Au lieu de s'en prendre à Trump, Jeb Bush et ses alliés ont préféré concentrer leurs attaques sur Marco Rubio, considéré comme la principale menace. Entre le maître et l'élève, le mentor et son protégé, la lune de miel a pris fin brutalement lors du troisième débat télévisé républicain. Ce soir d'octobre, beaucoup estiment que Jeb Bush a fait la plus grosse erreur de sa campagne, en reprochant à Marco Rubio son absentéisme au Sénat. «Marco, tu as été élu pour un mandat de six ans. Tu devrais te pointer ou bien démissionner pour faire campagne», avait sermonné Bush. Cinglante, la réponse de Rubio avait été chaudement applaudie : «La seule raison pour laquelle tu m'attaques, c'est parce que nous sommes candidats pour le même poste, et que quelqu'un t'a convaincu que m'attaquer allait t'aider.» Les attaques ont d'ailleurs continué. D'après l'équipe de Marco Rubio, sur les 35 millions de dollars (31 millions d'euros) dépensés en publicités négatives contre lui, 78 % l'ont été par Bush.

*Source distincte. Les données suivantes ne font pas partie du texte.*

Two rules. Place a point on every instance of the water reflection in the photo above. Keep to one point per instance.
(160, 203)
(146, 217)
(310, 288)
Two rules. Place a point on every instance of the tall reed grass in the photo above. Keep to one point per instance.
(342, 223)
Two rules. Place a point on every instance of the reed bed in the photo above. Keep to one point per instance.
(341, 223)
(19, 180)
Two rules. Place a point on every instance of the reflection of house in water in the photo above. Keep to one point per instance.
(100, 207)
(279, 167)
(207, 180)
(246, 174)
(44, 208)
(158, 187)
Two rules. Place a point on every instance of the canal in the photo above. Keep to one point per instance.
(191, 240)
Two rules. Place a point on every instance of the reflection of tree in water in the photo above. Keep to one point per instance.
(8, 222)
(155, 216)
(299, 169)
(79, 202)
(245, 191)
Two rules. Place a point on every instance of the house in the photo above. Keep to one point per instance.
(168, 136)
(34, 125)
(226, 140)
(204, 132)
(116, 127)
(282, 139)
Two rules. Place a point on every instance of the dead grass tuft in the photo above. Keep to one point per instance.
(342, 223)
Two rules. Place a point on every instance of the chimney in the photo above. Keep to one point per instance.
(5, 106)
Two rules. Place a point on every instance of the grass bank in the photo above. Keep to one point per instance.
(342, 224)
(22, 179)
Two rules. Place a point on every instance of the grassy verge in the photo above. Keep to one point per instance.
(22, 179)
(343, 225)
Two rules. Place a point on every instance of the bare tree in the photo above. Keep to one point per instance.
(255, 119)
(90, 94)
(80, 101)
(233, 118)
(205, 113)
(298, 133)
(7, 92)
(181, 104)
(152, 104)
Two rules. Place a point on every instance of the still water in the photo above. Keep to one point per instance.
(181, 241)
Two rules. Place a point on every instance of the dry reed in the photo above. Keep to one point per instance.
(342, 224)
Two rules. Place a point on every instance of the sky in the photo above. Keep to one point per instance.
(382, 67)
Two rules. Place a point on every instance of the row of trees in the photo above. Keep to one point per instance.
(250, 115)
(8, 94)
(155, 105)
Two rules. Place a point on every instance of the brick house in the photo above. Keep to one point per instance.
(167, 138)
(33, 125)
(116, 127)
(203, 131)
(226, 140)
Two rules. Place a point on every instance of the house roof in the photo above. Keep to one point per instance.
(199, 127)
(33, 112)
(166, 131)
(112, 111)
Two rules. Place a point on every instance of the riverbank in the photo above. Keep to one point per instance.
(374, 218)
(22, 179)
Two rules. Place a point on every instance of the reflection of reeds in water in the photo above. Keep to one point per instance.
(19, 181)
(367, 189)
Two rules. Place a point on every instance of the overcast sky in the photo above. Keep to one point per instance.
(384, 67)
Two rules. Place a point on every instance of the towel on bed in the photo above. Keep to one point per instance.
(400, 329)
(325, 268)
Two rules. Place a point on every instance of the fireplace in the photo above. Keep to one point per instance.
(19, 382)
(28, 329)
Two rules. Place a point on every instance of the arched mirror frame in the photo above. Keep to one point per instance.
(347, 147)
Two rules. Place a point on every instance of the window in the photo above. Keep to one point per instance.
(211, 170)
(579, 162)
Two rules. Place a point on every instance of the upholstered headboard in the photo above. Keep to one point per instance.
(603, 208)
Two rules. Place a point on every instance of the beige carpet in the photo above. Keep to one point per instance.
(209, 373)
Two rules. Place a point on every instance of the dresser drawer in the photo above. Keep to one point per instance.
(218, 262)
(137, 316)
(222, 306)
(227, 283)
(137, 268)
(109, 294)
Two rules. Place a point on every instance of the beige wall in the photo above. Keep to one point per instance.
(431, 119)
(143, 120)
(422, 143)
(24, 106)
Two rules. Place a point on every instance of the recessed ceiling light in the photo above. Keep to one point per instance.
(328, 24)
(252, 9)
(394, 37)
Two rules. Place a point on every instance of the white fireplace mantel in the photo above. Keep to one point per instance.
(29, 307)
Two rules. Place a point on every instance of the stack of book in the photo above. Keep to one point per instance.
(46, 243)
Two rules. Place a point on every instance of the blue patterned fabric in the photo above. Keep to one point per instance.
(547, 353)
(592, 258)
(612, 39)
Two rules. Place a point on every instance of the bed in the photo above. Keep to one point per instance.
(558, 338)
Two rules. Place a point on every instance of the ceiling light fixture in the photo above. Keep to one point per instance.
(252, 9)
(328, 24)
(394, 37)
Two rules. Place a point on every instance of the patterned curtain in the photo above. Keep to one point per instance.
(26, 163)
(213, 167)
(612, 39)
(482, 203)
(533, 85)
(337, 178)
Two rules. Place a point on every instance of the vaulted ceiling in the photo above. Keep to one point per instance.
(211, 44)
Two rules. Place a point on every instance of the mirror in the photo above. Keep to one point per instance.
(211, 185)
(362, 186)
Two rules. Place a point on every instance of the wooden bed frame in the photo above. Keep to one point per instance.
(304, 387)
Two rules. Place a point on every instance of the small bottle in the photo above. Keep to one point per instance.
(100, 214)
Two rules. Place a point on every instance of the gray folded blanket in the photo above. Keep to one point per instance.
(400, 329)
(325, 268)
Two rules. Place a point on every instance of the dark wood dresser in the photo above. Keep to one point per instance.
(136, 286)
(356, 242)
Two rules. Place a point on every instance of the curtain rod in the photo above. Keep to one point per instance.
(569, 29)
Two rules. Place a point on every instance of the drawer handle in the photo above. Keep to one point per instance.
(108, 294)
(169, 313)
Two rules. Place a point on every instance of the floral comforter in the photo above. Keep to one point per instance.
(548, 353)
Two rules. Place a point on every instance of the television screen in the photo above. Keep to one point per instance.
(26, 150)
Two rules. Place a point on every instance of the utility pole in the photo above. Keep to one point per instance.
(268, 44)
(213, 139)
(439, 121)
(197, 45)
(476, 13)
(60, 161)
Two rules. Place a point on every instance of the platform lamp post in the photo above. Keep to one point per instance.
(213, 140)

Colère. Au-delà de ces erreurs stratégiques, la candidature de Bush était, avec le recul, vouée à l'échec. Dans une atmosphère politique marquée par la colère de l'électorat et le rejet des élites, il a traîné comme un boulet ses positions modérées et son héritage familial. «Il n'a pas pu vendre son expérience à des électeurs qui voulaient de l'émotion. Il n'a pas pu échapper à son nom de famille. Ses millions n'ont pas pu lui acheter le soutien populaire», analyse Eli Stokols sur le site Politico. En un an, Bush et ses appuis ont dépensé en vain 150 millions de dollars, un record dans le camp républicain. Eli Stokols conclut, sans appel : «Le réel mystère de la campagne de Jeb Bush, ce n'est pas pourquoi il a échoué, mais comment quelqu'un a pu imaginer qu'il pourrait gagner.»